When I was originally asked to answer this question I focused on something that above all is of great importance to me: the safety and well being of my family. More so now than ever, they are all at risk, I thought after hearing the results of the election. Could my police officer sister find herself on the wrong side of a racial conflict while on the job? Would a group of White men feel justified in attacking my Mother while she’s out running errands in the predominately White town that she lives in. Being Black in America has always yielded a very specific inheritance which I refer to as African American Anxiety. This condition involves a fear that was born when “Whiteness” was created on colonised land, and has been handed down from generation to generation from slaves to freedmen. Black Americans have always lived with the fear that at any moment, one of our relatives could be taken from us, gone forever.
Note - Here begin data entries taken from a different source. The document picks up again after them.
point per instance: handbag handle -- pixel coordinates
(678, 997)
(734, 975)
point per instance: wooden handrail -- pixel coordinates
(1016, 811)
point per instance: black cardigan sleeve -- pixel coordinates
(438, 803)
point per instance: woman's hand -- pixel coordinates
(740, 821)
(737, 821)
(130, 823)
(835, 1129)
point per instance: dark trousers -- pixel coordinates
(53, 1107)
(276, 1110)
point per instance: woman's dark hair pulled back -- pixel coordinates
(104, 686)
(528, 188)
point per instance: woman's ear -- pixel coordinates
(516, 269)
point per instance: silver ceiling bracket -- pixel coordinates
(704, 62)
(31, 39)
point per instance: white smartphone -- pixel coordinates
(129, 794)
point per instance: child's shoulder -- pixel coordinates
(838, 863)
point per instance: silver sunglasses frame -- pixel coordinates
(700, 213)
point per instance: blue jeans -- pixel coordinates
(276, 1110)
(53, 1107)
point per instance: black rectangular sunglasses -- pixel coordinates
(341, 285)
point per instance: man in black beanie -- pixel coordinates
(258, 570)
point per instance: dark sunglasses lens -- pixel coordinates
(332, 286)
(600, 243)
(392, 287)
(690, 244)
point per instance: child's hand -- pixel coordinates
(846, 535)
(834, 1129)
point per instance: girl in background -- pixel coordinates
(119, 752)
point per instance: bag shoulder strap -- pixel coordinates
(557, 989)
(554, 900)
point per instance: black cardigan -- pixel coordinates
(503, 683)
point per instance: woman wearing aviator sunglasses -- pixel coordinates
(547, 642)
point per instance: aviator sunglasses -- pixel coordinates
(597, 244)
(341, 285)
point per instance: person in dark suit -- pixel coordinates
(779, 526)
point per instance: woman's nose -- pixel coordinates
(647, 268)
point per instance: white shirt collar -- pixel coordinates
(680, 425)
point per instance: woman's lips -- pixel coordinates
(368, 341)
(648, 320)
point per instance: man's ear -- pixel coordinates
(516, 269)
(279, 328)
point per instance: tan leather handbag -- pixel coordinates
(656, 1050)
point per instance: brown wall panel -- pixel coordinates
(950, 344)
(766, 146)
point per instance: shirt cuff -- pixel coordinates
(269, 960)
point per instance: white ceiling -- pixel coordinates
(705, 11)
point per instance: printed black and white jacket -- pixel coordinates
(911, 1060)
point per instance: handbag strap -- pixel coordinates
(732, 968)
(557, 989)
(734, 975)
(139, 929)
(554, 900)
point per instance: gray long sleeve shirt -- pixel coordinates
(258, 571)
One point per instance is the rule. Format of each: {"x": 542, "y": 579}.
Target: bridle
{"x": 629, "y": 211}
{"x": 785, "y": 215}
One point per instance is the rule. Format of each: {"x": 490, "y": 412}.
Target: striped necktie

An assortment of articles about Trump’s ascendancy have claimed that his popularity, and his eventual win have had nothing to do with race, and that this was more of an issue revolving around class. Within American culture I recognise a tendency to conceive of the world and the systems operating in this world as this or that, so that experiences are cumulative as opposed to being interconnected. Race and class intersect, just as race and sexuality converge. When Trump talks about banning Muslims from entering the United States, his reasoning is steeped in racism, Islamophobia, and xenophobia. One doesn’t have to be a sociologist to understand this, but one does have to be aware that as Grada Kilomba explains in the article White Is Not A Color, “We are educated to think in colonial and racist structures.”

Out Magazine ran an opinion piece outlining what ‘we’ can do to challenge Trump’s administration when it comes to LGBTQI rights. “We need to understand what the upcoming Trump presidency could mean for our rights and the rights of other minorities.” Mainstream LGBTQI media is typically run by cisgendered White men, for other cisgendered White men. It probably didn’t occur to the author of this article that there are Black Muslims who are Queer/LGBTQI or Latinx people who are disabled and also Queer. The careless omission of people like myself as members of the LGBTQI community underscores the specific problems that we as non-Whites have in the dominant culture and within Gay/Queer culture: our lives don’t matter. Non-White Queer/LGBTQI people are more likely to live in poverty, to be subjected to harassment,

violence, and poor health. A Trump presidency isn’t going to improve these conditions or LGBTQI people of color, and as is often the case, we cannot count on mainstream Gay/Queer institutions to support us. Gay may have once been touted as the new Black, but if you look at mainstream gay culture’s track record, there are very awkward moments of silence and empty roll call sheets when it comes to advocating for the rights of non-Whites who happen to be Queer. Trump’s presidency will only push us further out, beyond the margins of mainstream American society.